Osteoporosis can produce a persistent state of pain known as osteoporotic pain. One proposed mechanism of this pathology is increased calcitonin gene-related peptide (CGRP; a marker related to inflammatory pain) expression in the dorsal root ganglia (DRG) innervating osteoporotic vertebrae. Alternatively, a previous study revealed that axial loading caused osteoporotic pain in a rodent model of coccygeal vertebrae compression. Because this compression model is associated with trauma, additional mechanistic studies of osteoporotic pain in the absence of trauma are required. The current study aimedto evaluate the expression and relative distribution of transient receptor potential vanilloid 4 (TRPV4), a pain-related mechanoreceptor, in ovariectomized (OVX) osteoporotic rats.

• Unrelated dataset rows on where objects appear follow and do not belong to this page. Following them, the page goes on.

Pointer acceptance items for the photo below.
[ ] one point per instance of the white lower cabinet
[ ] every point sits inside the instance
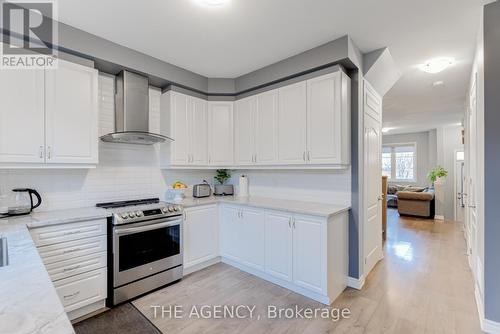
(75, 256)
(252, 242)
(309, 253)
(279, 238)
(306, 254)
(200, 236)
(230, 233)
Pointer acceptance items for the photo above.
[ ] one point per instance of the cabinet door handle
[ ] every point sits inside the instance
(66, 251)
(72, 232)
(72, 295)
(71, 268)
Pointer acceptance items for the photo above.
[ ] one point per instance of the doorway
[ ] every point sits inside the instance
(459, 186)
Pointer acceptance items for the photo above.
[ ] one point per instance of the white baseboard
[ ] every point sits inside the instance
(191, 269)
(488, 326)
(356, 283)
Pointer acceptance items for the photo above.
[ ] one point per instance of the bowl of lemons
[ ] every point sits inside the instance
(178, 190)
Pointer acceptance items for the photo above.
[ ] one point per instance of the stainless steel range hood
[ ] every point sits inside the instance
(132, 112)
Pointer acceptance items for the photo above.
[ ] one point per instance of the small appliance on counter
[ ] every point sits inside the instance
(223, 190)
(21, 202)
(202, 190)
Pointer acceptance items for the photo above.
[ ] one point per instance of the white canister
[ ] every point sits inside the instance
(243, 186)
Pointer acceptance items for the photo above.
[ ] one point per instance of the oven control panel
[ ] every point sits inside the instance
(131, 215)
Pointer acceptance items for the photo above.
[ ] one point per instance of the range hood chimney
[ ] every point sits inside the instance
(132, 112)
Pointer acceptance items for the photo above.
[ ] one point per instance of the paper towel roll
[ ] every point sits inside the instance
(243, 186)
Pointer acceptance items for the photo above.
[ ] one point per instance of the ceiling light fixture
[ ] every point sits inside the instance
(438, 83)
(214, 2)
(437, 65)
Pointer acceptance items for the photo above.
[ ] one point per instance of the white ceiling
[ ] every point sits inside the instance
(245, 35)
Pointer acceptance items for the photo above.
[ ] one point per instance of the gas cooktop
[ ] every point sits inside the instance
(133, 211)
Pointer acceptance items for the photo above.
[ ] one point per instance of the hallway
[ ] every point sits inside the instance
(424, 284)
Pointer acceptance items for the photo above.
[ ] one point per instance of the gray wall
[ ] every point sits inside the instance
(492, 161)
(112, 57)
(424, 162)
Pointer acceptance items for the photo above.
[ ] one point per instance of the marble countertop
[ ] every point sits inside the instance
(28, 300)
(301, 207)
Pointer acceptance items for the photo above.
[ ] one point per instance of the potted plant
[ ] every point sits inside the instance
(437, 175)
(222, 175)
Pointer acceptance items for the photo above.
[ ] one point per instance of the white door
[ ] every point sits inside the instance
(220, 131)
(71, 111)
(266, 125)
(460, 183)
(199, 131)
(473, 177)
(180, 130)
(324, 119)
(372, 181)
(278, 246)
(22, 127)
(292, 124)
(252, 240)
(309, 254)
(230, 233)
(200, 235)
(244, 131)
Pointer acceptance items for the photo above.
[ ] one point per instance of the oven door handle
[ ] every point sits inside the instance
(145, 228)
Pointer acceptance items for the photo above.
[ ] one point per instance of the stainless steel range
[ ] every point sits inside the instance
(145, 247)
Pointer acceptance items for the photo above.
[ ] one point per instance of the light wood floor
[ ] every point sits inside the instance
(423, 285)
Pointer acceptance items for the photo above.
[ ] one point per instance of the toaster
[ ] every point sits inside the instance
(202, 190)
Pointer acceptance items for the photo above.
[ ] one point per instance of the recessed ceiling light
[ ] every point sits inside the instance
(437, 65)
(438, 83)
(213, 2)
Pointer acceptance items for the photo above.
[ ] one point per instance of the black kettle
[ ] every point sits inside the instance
(22, 201)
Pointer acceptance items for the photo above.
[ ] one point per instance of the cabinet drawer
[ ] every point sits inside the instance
(82, 264)
(81, 290)
(72, 249)
(66, 232)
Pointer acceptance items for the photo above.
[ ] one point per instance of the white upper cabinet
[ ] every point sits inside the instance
(244, 131)
(301, 125)
(180, 131)
(266, 128)
(292, 117)
(49, 117)
(71, 114)
(220, 129)
(188, 126)
(328, 119)
(22, 129)
(199, 132)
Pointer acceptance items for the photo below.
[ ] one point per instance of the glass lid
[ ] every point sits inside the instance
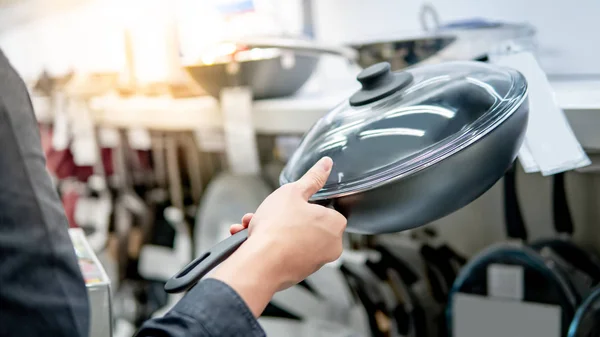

CGRP-immunoreactive (-ir) and TRPV4-ir DRG neurons innervating the L3 vertebrae of Sprague-Dawley rats were labeled with a neurotracer, FluoroGold. Intravertebral pH was also measured during the neurotracer procedure. TRPV4-ir/CGRP-ir FluoroGold-positive DRG neurons were quantified in sham control and OVX rats (n = 10, ea). The threshold for statistical significance was set at P < 0.05.

There was no statistical difference in the number of FluoroGold-positive DRG neurons between groups; however, there were significantly more CGRP-ir/TRPV4-ir FluoroGold-positive DRG neurons in the OVX group compared with the sham control group (P < 0.05) as well as the significantly increased molecular production of each peptide. Intravertebral pH was also lower in the OVX group compared with the sham control group (P < 0.05).

Sensory neurons innervating osteoporotic vertebrae exhibited increased expression of co-localized CGRP and TRPV4 in OVX osteoporotic rats. Additionally, intravertebral pH was low in the vicinity osteoporotic vertebrae. Considering that TRPV4 is a mechanosensitive nociceptor that is activated in acidic environments, its upregulation may be associated with the pathology of osteoporotic pain derived from microinflammation involved in osteoporosis.